Why don’t I move from town to a quiet place somewhere?  Because alongside my need for quiet and calm are my sometimes-denied needs for human contact,the ability to help out, and prevention of isolation.  Also, regular medical care/visits, my desire to live more lightly on the earth, the hope to reduce costs and pay down debt are all better served living in town.  Harumph.  😉  I will find the quiet within myself, eventually.  The power to live in noise while firmly carrying quiet always, that’s the hope.

Oregon Winter

by Jeanne McGahey

The rains begin. This is no summer rain,
Dropping the blotches of wet on the dusty road:
This rain is slow, without thunder or hurry:
There is plenty of time–there will be months of rain,
Lost in the hills, the old gray farmhouses
Hump their backs against it, and smoke from their chimneys
Struggles through weighted air.
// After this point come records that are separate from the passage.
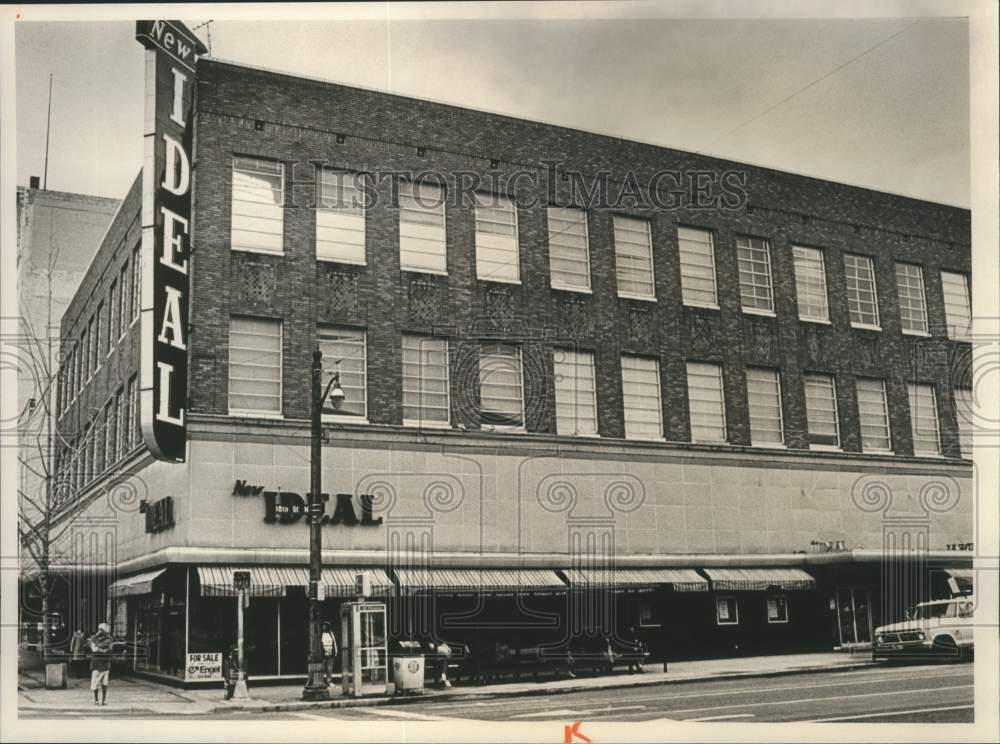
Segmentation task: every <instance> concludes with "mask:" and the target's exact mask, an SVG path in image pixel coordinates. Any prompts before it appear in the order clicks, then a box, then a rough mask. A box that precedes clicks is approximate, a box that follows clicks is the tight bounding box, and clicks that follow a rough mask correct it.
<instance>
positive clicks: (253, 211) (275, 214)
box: [230, 155, 285, 254]
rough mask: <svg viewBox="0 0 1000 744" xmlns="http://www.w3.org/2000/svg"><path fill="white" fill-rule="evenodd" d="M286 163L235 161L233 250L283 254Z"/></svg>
mask: <svg viewBox="0 0 1000 744" xmlns="http://www.w3.org/2000/svg"><path fill="white" fill-rule="evenodd" d="M284 205H285V164H284V163H279V162H277V161H275V160H265V159H263V158H255V157H244V156H241V155H237V156H235V157H234V158H233V209H232V233H231V242H230V245H231V247H232V249H233V250H239V251H258V252H261V253H277V254H280V253H282V251H283V247H282V244H283V238H282V236H283V233H284V220H285V207H284Z"/></svg>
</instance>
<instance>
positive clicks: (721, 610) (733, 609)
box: [715, 597, 740, 625]
mask: <svg viewBox="0 0 1000 744" xmlns="http://www.w3.org/2000/svg"><path fill="white" fill-rule="evenodd" d="M715 622H716V624H717V625H739V622H740V614H739V609H738V608H737V606H736V597H716V598H715Z"/></svg>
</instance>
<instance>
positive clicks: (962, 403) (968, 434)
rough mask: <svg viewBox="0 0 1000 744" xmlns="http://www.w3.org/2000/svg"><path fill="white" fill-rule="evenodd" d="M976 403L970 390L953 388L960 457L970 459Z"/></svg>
mask: <svg viewBox="0 0 1000 744" xmlns="http://www.w3.org/2000/svg"><path fill="white" fill-rule="evenodd" d="M975 417H976V401H975V398H974V397H973V395H972V390H970V389H968V388H955V419H956V420H957V421H958V438H959V446H960V447H961V448H962V456H963V457H966V458H969V459H971V458H972V431H973V428H974V427H975V425H976V424H975V421H976V418H975Z"/></svg>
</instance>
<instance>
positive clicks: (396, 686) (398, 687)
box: [392, 641, 424, 692]
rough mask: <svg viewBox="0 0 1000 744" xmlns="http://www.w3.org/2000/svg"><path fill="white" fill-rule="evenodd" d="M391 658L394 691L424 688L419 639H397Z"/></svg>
mask: <svg viewBox="0 0 1000 744" xmlns="http://www.w3.org/2000/svg"><path fill="white" fill-rule="evenodd" d="M395 645H396V648H395V653H394V654H393V659H392V676H393V680H394V681H395V683H396V692H415V691H417V690H423V689H424V655H423V653H421V651H420V643H419V641H398V642H397V643H396V644H395Z"/></svg>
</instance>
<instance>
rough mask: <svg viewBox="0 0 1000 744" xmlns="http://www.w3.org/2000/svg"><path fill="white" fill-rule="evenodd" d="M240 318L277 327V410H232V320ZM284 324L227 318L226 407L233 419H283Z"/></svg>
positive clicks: (250, 315)
mask: <svg viewBox="0 0 1000 744" xmlns="http://www.w3.org/2000/svg"><path fill="white" fill-rule="evenodd" d="M234 318H240V319H243V320H257V321H265V322H268V323H275V324H277V326H278V395H277V398H278V410H277V412H275V411H269V410H266V409H254V408H233V407H232V404H231V403H230V396H232V376H233V373H232V365H233V362H232V359H233V319H234ZM284 342H285V324H284V322H282V321H281V320H278V319H275V318H266V317H260V316H253V315H242V314H235V315H230V316H229V339H228V344H229V347H228V353H229V356H228V359H227V364H226V367H227V370H226V386H227V387H226V407H227V411H228V415H229V416H232V417H234V418H276V419H280V418H284V393H285V385H284V382H285V381H284V377H285V348H284V346H285V343H284Z"/></svg>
The sky is sodden with water,
It sags against the hills, and the wild geese,
Wedge-flying, brush the heaviest cloud with their wings.
The farmers move unhurried. The wood is in,
The hay has long been in, the barn lofts piled
Up to the high windows, dripping yellow straws.
There will be plenty of time now, time that will smell of fires,
And drying leather, and catalogues, and apple cores.
The farmers clean their boots, and whittle, and drowse.